Mais oui. Profitons-en. Ce soir, la maison nous appartient. Je garde les yeux fixés sur votre rosette et je n’ai rien à vous envier : j’arbore moi aussi au revers de mon manteau un petit ruban rose et or, sans doute quelque Mérite militaire. Parlons de choses rassurantes, voulez-vous ? Du jardin qu’il faudra désherber et de ce bronze de Barbedienne si beau, sous la clarté des lampes. Vous êtes exploitant forestier et moi, votre fils, officier d’active. Je viens passer mes permes dans notre bonne chère maison. J’y retrouve les odeurs familières. Ma chambre n’a pas changé. Au fond du placard, le poste à galène, les soldats de plomb et le Meccano de jadis. Maman et Geneviève montent se coucher. Nous restons au salon, entre hommes. J’aime ces moments-là. Nous buvons l’alcool de poire à petites gorgées. Ensuite, nous aurons le même geste pour bourrer nos pipes. Nous nous ressemblons, papa. Deux paysans, deux mauvaises têtes de Bretons, comme vous dites. Les rideaux sont tirés, le feu crépite doucement. Bavardons en vieux complices.
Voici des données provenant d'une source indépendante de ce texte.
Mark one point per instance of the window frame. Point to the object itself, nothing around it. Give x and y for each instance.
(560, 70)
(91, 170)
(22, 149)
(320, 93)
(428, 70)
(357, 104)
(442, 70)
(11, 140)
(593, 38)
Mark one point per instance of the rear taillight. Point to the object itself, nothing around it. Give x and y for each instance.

— Vous fréquentez Murraille et Marcheret depuis longtemps ?
— Depuis l’année dernière.
— Et vous vous entendez bien avec eux ?
Vous avez fait semblant de ne pas comprendre. Vous toussotiez. Je suis revenu à la charge.
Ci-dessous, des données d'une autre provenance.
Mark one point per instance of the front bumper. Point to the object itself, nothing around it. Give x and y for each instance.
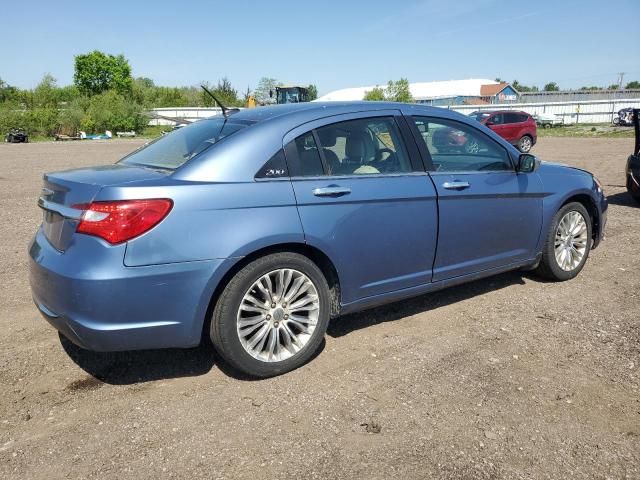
(94, 300)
— À mon avis, il faut se méfier de ces gens-là.
Vous restiez impassible, les yeux plissés.
Peut-être me preniez-vous pour un agent provocateur. Je me suis rapproché de vous.
— Excusez-moi de me mêler de choses qui ne me regardent pas, mais j’ai l’impression qu’ils vous veulent du mal.
— Moi aussi, avez-vous répondu.
Je crois que vous vous sentiez brusquement en confiance. Me reconnaissiez-vous ? Vous avez rempli nos verres.
— Nous pourrions trinquer, ai-je dit.
— Volontiers !
— À votre santé, monsieur le Baron !
— À la vôtre, monsieur… Alexandre ! Nous vivons des temps bien difficiles, monsieur Alexandre.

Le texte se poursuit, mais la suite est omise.